The program was developed by Shelley Dietz, a nurse manager in the patient flow and nurse staffing resources department. It consists of three highly experienced and skilled nurses. Unlike a Rapid Response Team, which responds mainly to critical changes in a patient’s condition, the Action Nurses program provides help of almost any kind where it’s needed.
“We wanted a system that can provide intermittent services to all the nursing staff,” says Dietz. “We thought about what the high-level critical-care patient might need and the help the nursing staff might need to provide that care. We wanted a program that was flexible and quick-reacting. The Action Nurse program addresses all those concerns.”
Action Nurses are on duty from 11 a.m. to 11 p.m. seven days a week.
Patricia Dugger, center, and Shelley Dietz are ‘action nurses’ at the UConn Health Center.
|Photo by Peter Morenus
In addition to registered nurse licensure, qualifications include a minimum of two years’ experience within the past two years in an emergency department, adult intensive care unit, or post-anesthesia care unit.

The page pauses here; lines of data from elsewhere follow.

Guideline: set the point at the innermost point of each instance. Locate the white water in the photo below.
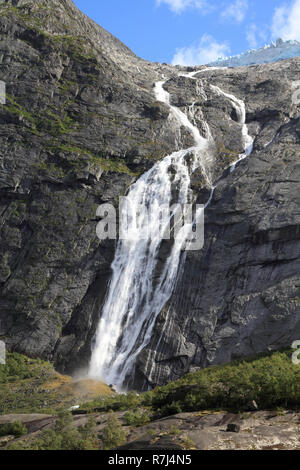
(137, 294)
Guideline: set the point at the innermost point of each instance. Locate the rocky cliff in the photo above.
(80, 124)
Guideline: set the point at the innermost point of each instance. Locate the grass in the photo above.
(272, 381)
(33, 386)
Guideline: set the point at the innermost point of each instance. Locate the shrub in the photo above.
(271, 381)
(113, 435)
(136, 418)
(16, 429)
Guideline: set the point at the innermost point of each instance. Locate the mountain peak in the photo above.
(269, 53)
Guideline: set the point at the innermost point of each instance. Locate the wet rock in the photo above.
(232, 427)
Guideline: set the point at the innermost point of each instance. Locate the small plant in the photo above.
(16, 429)
(113, 435)
(136, 418)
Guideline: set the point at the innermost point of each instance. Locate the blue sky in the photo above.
(194, 31)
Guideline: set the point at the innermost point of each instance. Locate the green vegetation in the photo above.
(113, 435)
(63, 437)
(33, 386)
(136, 418)
(16, 429)
(272, 381)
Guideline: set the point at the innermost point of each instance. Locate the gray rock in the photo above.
(80, 125)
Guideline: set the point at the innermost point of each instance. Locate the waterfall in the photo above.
(139, 289)
(134, 300)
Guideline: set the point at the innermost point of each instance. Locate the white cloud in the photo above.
(180, 5)
(236, 11)
(256, 36)
(207, 51)
(286, 21)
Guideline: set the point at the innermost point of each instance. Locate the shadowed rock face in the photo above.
(80, 124)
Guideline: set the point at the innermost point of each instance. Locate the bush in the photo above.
(113, 435)
(136, 418)
(271, 381)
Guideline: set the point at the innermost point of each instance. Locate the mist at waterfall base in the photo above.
(140, 284)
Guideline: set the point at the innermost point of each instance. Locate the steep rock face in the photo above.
(80, 124)
(239, 296)
(76, 131)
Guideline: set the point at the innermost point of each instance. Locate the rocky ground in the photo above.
(80, 124)
(261, 430)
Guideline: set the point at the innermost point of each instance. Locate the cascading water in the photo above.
(134, 300)
(137, 294)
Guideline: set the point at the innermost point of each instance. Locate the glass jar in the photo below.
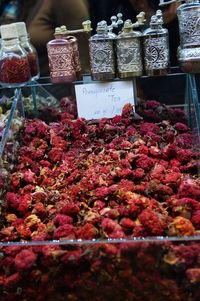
(60, 55)
(14, 65)
(30, 50)
(129, 53)
(156, 47)
(102, 54)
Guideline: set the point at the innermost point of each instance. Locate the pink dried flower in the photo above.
(61, 219)
(25, 260)
(13, 200)
(180, 227)
(180, 127)
(112, 229)
(66, 231)
(153, 223)
(88, 231)
(12, 281)
(152, 104)
(144, 162)
(189, 188)
(71, 209)
(193, 275)
(148, 127)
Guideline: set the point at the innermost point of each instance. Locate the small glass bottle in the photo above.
(76, 57)
(60, 55)
(156, 47)
(102, 55)
(129, 53)
(30, 50)
(14, 65)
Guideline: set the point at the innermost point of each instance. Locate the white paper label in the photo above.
(103, 100)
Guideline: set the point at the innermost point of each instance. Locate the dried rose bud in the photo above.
(88, 231)
(25, 260)
(193, 275)
(180, 227)
(65, 232)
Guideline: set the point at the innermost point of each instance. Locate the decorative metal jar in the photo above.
(156, 47)
(102, 54)
(129, 54)
(189, 30)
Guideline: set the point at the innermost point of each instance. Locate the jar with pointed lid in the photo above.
(156, 47)
(129, 52)
(61, 65)
(74, 44)
(14, 65)
(102, 55)
(30, 50)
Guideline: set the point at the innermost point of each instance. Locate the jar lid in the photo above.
(21, 29)
(9, 31)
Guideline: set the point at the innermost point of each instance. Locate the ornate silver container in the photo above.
(129, 57)
(156, 47)
(102, 55)
(189, 28)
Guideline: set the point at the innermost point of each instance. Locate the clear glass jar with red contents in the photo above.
(14, 65)
(30, 50)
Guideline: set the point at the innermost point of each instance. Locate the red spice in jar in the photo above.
(14, 70)
(33, 64)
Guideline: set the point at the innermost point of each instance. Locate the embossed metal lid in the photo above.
(102, 32)
(21, 28)
(9, 32)
(127, 31)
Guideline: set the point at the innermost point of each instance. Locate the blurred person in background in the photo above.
(41, 18)
(104, 9)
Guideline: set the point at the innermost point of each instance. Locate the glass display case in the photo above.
(84, 212)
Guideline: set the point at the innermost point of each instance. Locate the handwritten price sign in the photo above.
(102, 100)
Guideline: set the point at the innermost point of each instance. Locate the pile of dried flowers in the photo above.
(118, 178)
(113, 178)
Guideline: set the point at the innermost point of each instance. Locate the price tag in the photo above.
(103, 100)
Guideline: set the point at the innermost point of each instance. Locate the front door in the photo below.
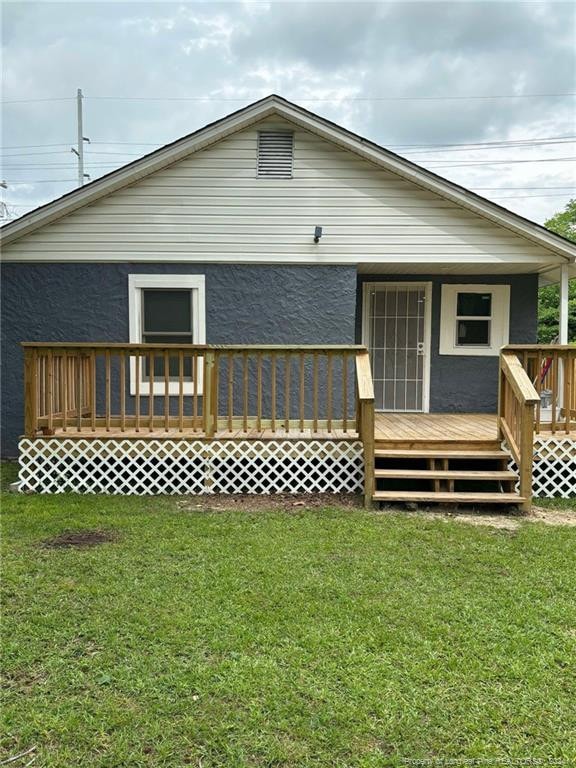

The priorities for the Action Nurses include monitoring critically ill patients awaiting transfer to the Intensive Care unit; assisting with admissions and initiating paperwork and care; helping physicians with lengthy procedures; assisting with conscious sedation; accompanying critically ill patients to other departments; aiding patient flow; and rendering patient care if a unit nurse is involved in an emergency with another patient.
“It’s the best job I’ve had,” says Action Nurse Patricia Dugger. “I’ve been in nursing for 27 years, and I have experience in critical care and the Emergency Department. This was an opportunity for professional growth.”
Action Nurses “get to do everything,” she says. “I love the personal contact, covering all the different floors, and helping people respond in emergencies and critical care situations. I want to help and support them any way I can.”